When twenty-four-year-old Mildred Douglas rode a steer in the Garden City, Kansas, rodeo in 1919, it was a big deal.  Never before had a woman ever ridden a steer in competition, but Douglas was no ordinary woman.  Born in Philadelphia on August 21, 1895, Mildred knew at the age of seven what she wanted to be when she grew up.  Her parents had taken her to the Barnum & Bailey Circus in Franklin Field in Pennsylvania, and she sat at the end of a row where she could look over the canvas and see the animals and performers coming in.  Mildred knew she had to be part of such a show and work with animals of all kinds.  She dedicated herself to making her dream come true.   At the age of twenty-two, she won the title of World Champion Girl Bronc Rider, was proficient as a trick rider and shooter, and was destined for stardom in the type of shows she saw as a child.   

Though Mildred May Douglas was a champion bronc rider and a star of Wild West shows, she wasn’t born to the life of a cowgirl roughrider.  According to the National Museum and Hall of Fame in Fort Worth, Mildred Douglas left an East Coast finishing school to join the 101 Ranch Wild West show.  She spent years touring the country in rodeos, circuses, and other popular western shows.  

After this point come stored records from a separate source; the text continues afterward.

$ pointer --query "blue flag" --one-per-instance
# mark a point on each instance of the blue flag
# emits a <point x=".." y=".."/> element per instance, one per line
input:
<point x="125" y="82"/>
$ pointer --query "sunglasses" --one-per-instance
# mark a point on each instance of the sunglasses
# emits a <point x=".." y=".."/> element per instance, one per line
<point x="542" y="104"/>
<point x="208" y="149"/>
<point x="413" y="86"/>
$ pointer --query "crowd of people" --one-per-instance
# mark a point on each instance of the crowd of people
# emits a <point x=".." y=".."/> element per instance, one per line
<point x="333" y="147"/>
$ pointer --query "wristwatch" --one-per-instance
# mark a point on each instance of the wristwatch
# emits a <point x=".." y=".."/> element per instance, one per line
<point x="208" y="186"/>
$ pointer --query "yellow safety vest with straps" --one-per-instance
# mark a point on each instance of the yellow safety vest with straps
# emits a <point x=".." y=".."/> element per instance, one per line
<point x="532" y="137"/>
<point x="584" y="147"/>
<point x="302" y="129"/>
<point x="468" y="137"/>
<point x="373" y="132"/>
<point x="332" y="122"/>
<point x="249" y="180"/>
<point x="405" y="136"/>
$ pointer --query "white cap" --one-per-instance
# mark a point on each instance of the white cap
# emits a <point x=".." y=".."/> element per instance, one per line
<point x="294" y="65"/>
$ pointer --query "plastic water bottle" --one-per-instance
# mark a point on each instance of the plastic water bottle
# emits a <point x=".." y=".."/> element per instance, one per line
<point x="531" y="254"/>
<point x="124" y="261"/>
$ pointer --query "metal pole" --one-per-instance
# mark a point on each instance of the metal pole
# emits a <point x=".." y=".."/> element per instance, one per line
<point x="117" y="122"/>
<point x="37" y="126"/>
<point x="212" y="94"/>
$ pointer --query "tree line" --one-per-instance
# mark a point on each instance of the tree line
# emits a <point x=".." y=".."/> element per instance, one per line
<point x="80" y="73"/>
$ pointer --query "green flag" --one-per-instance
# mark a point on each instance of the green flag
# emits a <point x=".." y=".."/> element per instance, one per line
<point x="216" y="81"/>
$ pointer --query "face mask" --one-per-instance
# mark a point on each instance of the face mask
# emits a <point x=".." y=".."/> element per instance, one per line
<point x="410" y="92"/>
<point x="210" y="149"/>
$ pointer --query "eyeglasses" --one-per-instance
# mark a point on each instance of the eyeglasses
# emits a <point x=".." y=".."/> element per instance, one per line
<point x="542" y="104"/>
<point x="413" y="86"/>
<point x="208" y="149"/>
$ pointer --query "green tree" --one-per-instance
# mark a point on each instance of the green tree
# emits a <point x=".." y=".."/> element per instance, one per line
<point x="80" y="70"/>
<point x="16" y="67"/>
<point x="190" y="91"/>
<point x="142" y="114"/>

Mildred met her first husband, Pat Chrisman, while performing with the 101 Ranch Wild West show.  Pat was a horse trainer for silent film star Tom Mix’s ride.  Mildred was captivated with motion pictures.  Her fascination for the medium, along with her incredible talent and versatility in the saddle, led to a studio contract.  Mildred was hired to appear in several films with Tom Mix himself.  In addition to her onscreen duties, Mildred trained and worked with horses, lions, leopards, and other animals scheduled to appear in motion pictures and in circuses.  

Pat Chrisman died in 1953, and Mildred then decided to pursue another dream she’d had - that of becoming a nurse.  At the age of fifty-nine, she officially entered the profession and took a position at the Comanche County Memorial Hospital in Lawton, Oklahoma.  In 1954, she traded in her fringed leather riding outfits for a white uniform and a starched nurse’s cap.  Her life as a Wild West performer was never far from her mind, however.  She often brought her scrapbooks to the hospital and showed photographs from her other life to interested coworkers and patients.  She always spoke fondly of the animals she trained and the audiences she entertained.  Mildred eventually donated those scrapbooks, saddles, movie photos, rawhide ropes, and other memorabilia to the Museum of the Great Plains in Lawton, Oklahoma.  

Mildred Douglas Chrisman died in September 1982 at the age of eighty-seven.  She was inducted into the National Cowgirl Museum and Hall of Fame in 1988.